Esse é o tipo de encontro entre realidades que não se realiza na pretensão sapientista de uns ditos "pesquisadores". No CCBB, lá onde uma quarta dimesão tem sido referida para disfarçar deficiências nas ilusões bidimensionais miméticas de um 3D obsoleto, conceitos dos mais ecléticos se debelam para justificar atos viris demais. Trata-se da exposição "maior ou igual a 4D". Nada de errado em performances de corpos informáticos ou em uma projeção de serpente em morrinhos de areia. Aliás, é até muito competente quem viaja pelo Brasil levando a casa nas costas, como a tartaruga e, com isso, desenvolve teses maravilhosas. Mas acreditar-se pesquisador de ponta, ou de vanguarda, expor uma velharia que foi abandonada pela Atari, Sega e Nintendo ainda na década de minha (sua e nossa) infância e ainda frisar sua grande habilidade em ser artista multimídia e avançado é incoerente.
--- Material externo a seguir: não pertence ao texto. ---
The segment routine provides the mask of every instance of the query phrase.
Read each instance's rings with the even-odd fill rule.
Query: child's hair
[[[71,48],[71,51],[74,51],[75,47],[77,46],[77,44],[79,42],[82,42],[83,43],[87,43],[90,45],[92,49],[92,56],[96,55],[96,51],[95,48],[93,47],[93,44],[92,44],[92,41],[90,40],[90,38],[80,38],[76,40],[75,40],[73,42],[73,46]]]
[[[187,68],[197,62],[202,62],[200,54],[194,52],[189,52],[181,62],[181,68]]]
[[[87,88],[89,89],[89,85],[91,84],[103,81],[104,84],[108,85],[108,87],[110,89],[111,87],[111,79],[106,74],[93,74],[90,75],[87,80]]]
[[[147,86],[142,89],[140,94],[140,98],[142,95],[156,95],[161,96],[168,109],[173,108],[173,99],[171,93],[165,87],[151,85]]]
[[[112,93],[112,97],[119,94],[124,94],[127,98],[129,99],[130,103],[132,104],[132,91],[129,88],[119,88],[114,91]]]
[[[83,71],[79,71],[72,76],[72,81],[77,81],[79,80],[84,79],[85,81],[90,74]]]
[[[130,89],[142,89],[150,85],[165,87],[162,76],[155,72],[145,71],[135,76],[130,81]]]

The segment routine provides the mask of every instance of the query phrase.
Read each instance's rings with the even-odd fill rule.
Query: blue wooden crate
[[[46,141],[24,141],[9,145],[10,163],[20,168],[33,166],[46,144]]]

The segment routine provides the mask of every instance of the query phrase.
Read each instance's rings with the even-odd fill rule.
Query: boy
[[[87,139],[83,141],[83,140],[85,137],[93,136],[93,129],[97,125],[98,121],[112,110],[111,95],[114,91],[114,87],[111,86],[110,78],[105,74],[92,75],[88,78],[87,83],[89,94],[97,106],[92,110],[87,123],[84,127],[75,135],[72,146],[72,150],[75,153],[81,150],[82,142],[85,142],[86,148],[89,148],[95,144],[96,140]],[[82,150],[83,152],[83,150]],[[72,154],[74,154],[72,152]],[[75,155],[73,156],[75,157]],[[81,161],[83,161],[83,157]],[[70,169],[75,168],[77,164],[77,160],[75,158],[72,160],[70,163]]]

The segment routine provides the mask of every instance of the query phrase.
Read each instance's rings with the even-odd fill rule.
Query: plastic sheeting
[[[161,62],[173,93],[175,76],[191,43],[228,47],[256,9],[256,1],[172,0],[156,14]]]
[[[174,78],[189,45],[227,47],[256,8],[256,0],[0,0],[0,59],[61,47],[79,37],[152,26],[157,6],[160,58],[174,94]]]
Um dos nossos paridores nesse momento em que os títulos e as imagens de enunciados demasiadamente explicativos tentam tomar o lugar da competência prática e empírica deveria ser o Eco, o Umberto Eco. Ao falar do tempo do conteúdo, diz que o enunciado é típico da "expressão" (que põe assim, entre aspas) física da obra de arte. Nela há vários tempos, um deles é o de recomposição, que está explícito em um quebra-cabeças da mostra "O Pornógrafo" de autoria do João, nosso amigo (o brinquedo recompõe ao ser montado). O tempo do enunciado possibilita o aparecimento de um outro, o da enunciação, que é o da coisa representada ou, pode-se conceber, da coisa (re)assimilada. O que temos, entretanto, em uma das galerias do CCBB é o total despautério entre enunciado, enunciação e interação. O artista prepotente (quero dizer, "pesquisador") é tão capaz e superior que realiza a façanha de o discurso sobre a coisa existir antes dela (no que não há problema, mas) sem sequer implicar em sua origem, em sua construção factual ou manter qualquer ponto de contato com ela.
O que vemos são enunciações falseadas e sem lastro esnobando volúpia e um brilho ofuscante cheio de opacidade discursiva atravessadas como espadas no olhar entre o visitante e os enunciados da obra em suas características assimiláveis. Sinceramente, os pênis de chocolate da meg são mais apetitosos do que essa vontade portentosa e oca.
P.s.: Meus professores (inclusive os meus amigos), eu vos adoro, vocês são grandes pesquisadores, mas esse seu recalcamento elitista não se pode suportar. Espero que vocês não formem pesquisadores dessa elite postiça.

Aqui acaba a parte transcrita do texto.